The wider community knew Mrs. Krueger and her husband as they stood with signs every Friday outside Toledo's Teledyne CAE plant to protest the making of cruise missile parts there. Or they knew the couple through their public support in the early 1980s of the local nuclear freeze movement or later that decade in rallies against U.S. support of Contras in Nicaragua and the U.S. role in the Salvadoran civil war.

She'd been editor of Linkages, the newsletter of the Interfaith Justice and Peace Center. She served on the boards of the Toledo Area Committee on Central America and of Companion Community Development Alternatives, which aids Central American communities. Though fearful of flying, she went with her husband on a fact-finding tour of Central America in the 1980s.

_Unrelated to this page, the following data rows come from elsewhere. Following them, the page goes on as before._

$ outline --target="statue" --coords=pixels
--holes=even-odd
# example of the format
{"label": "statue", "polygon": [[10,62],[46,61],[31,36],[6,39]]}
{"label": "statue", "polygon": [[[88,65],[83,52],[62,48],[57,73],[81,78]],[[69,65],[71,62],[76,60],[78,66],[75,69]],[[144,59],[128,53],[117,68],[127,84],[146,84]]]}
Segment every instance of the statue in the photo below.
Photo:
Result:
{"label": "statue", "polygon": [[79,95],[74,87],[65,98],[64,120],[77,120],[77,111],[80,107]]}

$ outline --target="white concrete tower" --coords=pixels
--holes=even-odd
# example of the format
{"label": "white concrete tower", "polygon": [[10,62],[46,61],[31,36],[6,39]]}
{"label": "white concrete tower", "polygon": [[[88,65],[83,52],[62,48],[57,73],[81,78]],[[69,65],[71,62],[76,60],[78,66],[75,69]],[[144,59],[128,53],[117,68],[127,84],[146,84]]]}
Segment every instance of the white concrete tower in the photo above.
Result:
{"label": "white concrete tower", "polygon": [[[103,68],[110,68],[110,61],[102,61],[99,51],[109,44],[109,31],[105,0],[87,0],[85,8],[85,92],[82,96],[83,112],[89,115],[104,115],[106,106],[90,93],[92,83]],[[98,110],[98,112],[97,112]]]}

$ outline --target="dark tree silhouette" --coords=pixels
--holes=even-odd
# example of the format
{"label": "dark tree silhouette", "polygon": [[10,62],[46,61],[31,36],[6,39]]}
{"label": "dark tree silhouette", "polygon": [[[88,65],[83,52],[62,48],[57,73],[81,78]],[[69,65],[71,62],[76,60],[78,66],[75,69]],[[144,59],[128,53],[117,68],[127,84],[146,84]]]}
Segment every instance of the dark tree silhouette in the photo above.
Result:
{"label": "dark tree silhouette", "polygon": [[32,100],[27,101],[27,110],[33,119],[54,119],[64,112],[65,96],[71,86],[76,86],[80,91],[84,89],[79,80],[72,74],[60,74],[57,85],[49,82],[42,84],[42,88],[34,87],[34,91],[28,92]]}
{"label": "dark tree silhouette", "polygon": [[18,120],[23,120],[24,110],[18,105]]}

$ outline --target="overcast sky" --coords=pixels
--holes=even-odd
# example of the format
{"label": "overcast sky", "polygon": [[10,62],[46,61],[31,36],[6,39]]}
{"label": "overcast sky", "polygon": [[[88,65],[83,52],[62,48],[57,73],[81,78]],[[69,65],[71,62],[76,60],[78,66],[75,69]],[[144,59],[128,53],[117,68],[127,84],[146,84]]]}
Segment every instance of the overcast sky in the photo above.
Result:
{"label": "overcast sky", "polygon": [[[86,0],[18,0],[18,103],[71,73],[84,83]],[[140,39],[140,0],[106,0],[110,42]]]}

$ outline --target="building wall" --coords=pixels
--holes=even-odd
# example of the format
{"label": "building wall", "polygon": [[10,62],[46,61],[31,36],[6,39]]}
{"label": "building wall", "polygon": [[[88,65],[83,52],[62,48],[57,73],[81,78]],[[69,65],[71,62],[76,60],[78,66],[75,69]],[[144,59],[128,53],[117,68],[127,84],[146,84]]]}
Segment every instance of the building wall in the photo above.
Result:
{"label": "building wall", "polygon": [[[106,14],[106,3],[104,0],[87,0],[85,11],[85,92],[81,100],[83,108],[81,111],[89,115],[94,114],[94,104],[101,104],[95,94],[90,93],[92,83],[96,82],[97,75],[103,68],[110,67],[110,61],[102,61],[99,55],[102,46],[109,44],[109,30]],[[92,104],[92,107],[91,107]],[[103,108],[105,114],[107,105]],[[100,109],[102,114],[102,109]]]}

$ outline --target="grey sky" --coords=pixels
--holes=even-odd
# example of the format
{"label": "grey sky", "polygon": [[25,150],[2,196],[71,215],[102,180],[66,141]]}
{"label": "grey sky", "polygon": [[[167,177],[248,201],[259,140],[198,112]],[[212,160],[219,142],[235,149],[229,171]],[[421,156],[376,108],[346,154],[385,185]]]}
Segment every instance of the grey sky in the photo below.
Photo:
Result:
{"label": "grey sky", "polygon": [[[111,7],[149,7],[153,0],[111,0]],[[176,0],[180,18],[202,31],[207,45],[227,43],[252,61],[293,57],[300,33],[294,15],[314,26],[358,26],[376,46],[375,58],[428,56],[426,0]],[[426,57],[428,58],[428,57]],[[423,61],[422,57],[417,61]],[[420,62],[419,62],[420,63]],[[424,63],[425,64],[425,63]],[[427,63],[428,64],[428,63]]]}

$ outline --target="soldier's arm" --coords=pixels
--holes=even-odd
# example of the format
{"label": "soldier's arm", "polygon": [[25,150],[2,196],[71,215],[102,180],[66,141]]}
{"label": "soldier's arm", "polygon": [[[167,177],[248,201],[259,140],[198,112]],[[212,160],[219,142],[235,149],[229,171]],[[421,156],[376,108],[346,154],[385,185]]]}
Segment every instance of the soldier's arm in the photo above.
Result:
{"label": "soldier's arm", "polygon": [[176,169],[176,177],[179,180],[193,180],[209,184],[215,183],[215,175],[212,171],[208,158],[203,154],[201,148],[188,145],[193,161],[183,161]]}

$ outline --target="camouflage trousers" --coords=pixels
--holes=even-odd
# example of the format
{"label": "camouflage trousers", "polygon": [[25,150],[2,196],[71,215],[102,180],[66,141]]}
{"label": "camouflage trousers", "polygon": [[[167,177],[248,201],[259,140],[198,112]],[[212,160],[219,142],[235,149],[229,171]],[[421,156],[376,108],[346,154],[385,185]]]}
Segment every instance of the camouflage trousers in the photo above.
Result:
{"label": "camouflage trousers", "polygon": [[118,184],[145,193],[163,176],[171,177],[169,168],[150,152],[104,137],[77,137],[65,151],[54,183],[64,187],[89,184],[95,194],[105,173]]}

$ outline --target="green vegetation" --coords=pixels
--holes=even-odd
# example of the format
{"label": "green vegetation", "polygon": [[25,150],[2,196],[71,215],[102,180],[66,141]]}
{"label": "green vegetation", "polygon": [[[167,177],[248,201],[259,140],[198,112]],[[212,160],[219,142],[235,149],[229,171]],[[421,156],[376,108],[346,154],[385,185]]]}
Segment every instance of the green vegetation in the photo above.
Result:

She later was arrested in Georgia during a protest of the Army's School of the Americas.

"If there was a drum major and drum majorette of the peace movement in Toledo, it would have been Cal and Gena Krueger," said Steve Miller, also long active in peace and justice causes who first met the Kruegers in the early 1980s through the nuclear freeze movement.

Mrs. Krueger and her husband were active in Jobs with Justice and in a group opposed to expansion of the Envirosafe landfill in Oregon, Mr. Miller said. 

"She and Cal created a special dynamic," Mr. Miller said. "Ever since I knew her, she was concerned about positive social change and social justice."

Her daughter Jill said: "It was important to her to try to make other people's lives better. She looked at everyone the same, and everyone deserved a fair shake in life, and she wanted to be a part of that if she could be."

She was born July 4, 1923, in Arkansas City, Kan., to Juanita and William Hendryx. She went to high school in Cleveland and was a graduate of Mission House College -- now known as Lakeland College -- in Wisconsin, where she met her husband. The couple married Aug. 30, 1948. Early in their marriage, she was a librarian in Sheboygan, Wis. After her husband's ordination in 1952, the young family moved as he became a pastor in Belvedere, Tenn., and then Indianapolis. They came to Toledo in 1965.

Her husband died May 24, 1997.

Surviving are her sons, Geoffrey, Stephen, and Jonathan Krueger; daughters, Jill Walentowski and Amy Martin; sister, Jeane Jordan; 14 grandchildren, and seven great-grandchildren.

A life celebration is scheduled for 11 a.m. Saturday in Sylvania United Church of Christ, where the family will greet friends after 10 a.m.

The family suggests tributes to the church; Feed Your Neighbor programs at area churches, or homeless shelters.